Bei der Zukunft des Fernsehens im Web sprachen vor drei Jahren alle von Joost. Zattoo galt als altmodisch. Jetzt ist Joost längst vom Markt verschwunden, Zattoo gibt es noch. Was haben Sie besser gemacht?

Ein wesentlicher Unterschied zwischen Zattoo und Joost war, dass wir sowohl die Rechtesituation der Broadcaster als auch die Bedürfnisse der Werbekunden besser verstanden. Für beide Gruppen haben wir länderspezifische Angebote entworfen: Zum einen bieten wir je nach Land unterschiedliche Sender an und zum anderen können unsere  Werbekunden, die im Umfeld unseres FreeTV-Angebots werben, länderspezifisch buchen. Die von Ihnen erwähnten Wettbewerber versuchten einen internationalen, globalen Markt zu schaffen.

Was ist das Ziel von Zattoo?

Wir wollen das populäre, lineare Fernsehen auf moderne Endgeräte transportieren und damit den starken Sendermarken zur Sicherung und Ausweitung ihrer Reichweite auf neuen Verbreitungswegen verhelfen. Ein stetig zunehmender Anteil der Generation „digital natives“ konsumiert Medieninhalte im Wesentlichen über das Internet. Wir wollen den Sendern helfen, den Kontakt zu diesen Nutzern zu halten, in dem wir das bekannte und bewährte lineare live TV auf genau solche Endgeräte bringen, auf denen verstärkt Medieninhalte konsumiert werden. Statt ein neues User-Verhalten mit neuen Formaten erschaffen zu wollen, ermöglichen wir das bekannte und beliebte Fernsehen auf alternativen, bequemen Wegen. Das ist aus unserer Sicht das bessere Geschäftsmodell, weil es sich an den aktuellen Interessen und Gewohnheiten der Nutzer orientiert und nicht an eher wagen Vorstellungen und Visionen.
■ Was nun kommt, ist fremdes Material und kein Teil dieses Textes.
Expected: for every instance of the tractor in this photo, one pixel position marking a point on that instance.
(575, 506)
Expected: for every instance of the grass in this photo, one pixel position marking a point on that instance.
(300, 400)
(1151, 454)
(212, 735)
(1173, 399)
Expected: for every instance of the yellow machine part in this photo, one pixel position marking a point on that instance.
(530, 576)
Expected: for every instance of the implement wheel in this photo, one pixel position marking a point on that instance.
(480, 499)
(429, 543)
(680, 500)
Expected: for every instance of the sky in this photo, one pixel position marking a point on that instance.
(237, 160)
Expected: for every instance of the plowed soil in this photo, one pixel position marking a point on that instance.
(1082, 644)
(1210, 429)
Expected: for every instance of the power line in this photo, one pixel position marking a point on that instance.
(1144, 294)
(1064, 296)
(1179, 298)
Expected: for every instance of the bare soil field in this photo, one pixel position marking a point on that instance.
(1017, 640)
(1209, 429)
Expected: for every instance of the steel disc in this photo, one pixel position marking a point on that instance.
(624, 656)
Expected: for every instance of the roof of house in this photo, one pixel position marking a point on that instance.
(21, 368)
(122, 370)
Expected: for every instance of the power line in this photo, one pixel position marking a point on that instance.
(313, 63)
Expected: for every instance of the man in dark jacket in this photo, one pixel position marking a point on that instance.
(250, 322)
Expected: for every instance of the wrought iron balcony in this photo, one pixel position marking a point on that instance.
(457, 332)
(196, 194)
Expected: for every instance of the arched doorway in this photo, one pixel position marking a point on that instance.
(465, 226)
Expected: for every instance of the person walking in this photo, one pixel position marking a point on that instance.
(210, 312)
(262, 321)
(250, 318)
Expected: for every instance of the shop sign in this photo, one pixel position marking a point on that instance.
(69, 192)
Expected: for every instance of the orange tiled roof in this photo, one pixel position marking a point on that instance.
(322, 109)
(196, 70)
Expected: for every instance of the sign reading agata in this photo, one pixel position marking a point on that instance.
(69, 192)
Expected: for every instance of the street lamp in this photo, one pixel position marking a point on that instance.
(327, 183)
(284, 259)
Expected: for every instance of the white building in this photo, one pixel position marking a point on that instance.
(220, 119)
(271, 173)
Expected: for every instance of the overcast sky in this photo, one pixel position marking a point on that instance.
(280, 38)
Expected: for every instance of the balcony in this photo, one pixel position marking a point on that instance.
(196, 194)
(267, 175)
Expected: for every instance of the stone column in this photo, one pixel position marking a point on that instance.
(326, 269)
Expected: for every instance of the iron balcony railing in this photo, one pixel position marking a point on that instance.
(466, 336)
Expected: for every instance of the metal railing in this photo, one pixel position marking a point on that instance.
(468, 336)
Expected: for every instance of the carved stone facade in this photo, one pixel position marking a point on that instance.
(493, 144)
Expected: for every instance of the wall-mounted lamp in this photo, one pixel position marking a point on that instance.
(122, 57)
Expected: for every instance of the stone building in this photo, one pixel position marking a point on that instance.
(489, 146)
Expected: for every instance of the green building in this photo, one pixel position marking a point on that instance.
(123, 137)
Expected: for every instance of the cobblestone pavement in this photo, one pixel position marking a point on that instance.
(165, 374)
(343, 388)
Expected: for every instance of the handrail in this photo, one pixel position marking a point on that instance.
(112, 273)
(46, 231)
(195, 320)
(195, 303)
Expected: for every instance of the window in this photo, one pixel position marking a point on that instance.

Nur die beiden großen deutschen Sendergruppen sind davon noch nicht überzeugt - und fehlen im deutschen Zattoo-Angebot. Ist man in Gesprächen oder haben Sie sich damit abgefunden?

Abgefunden haben wir uns damit nicht. Natürlich hätten wir gerne die beiden großen privaten Sendergruppen in unserem deutschen Kanalangebot. Und natürlich ist das Fehlen dieser Sender für uns ein großes Wachstumshindernis in Deutschland. Zattoo hat den Sendern gute Angebote vorgelegt. Offenbar ist es für sie interessanter, selbst Distributionswege zu bauen, um ihre Kontrolle auszuweiten. Wobei ich mich nicht  Spekulationen hingeben möchte, was die Beweggründe der genannten Sender betrifft. Mit beiden Häusern sind wir immer wieder in Gesprächen. Wir sehen eine Reihe von Möglichkeiten gemeinsam Business-Modelle zu finden von denen alle profitieren, nicht zuletzt die Zuschauer. Im Augenblick ist allerdings noch keine Einigung absehbar.

Aber sie haben da Ausdauer?

Was die Ausdauer betrifft so hat Zattoo diese in den letzten Jahren bereits unter Beweis gestellt.  Auch Zattoo ist durch schwere Jahren gegangen in denen von uns viel Pionierarbeit im Bereich Live WebTV entlang der gesamten TV-Wertschöpfungskette geleistet wurde. Durch die in den letzten Monaten intensiver geführte Diskussion der Verschmelzung von Internet und TV haben sich die Marktbedingungen für uns klar verbessert. Im vergangenen Jahr haben wir  gezeigt, dass das Geschäftsmodell von Zattoo funktioniert - sowohl in der Schweiz als auch den  anderen Ländern, in denen wir aktiv sind. Darauf sind wir stolz, weil es zeigt, dass man mit einer derzeit im Wesentlichen noch werbefinanzierten Plattform im Internet schwarze Zahlen schreiben kann.

Die Kritik der deutschen Privatsender hat sich bislang an den von Zattoo eingeblendeten Werbespots beim Umschalten entzündet. Ist das kein berechtigter Einwand?

Mit Blick auf die Distribution von TV-Signalen verstehen wir uns als Kabel- oder IPTV-Betreiber. Allerdings kann der Kunde bei uns entscheiden, ob er mit seiner Aufmerksamkeit bei den Werbespots oder mit einer monatlichen Gebühr für unseren Service zahlt. Und selbstverständlich zahlen wir an unsere Rechtegeber entsprechende Gebühren, sei es an Verwertungsgesellschaften oderdirekt an die Sender. Wir verstehen uns ganz klar als Partner der Sender bei der Monetarisierung von linearen TV-Inhalten. Argumentationen, wir würden uns am Content der Sender bereichern, sind für mich nur insofern nachvollziehbar, als dass unser Geschäftsmodell natürlich auf der Verbreitung der von den Sendern bereitgestellten Inhalten beruht. Diese Logik würde dann aber auch für Kabelnetzbetreiber und sogar für die Sender an sich gelten, denn auch die Sender bauen ihr Programm um die von Dritten produzierten Inhalte herum.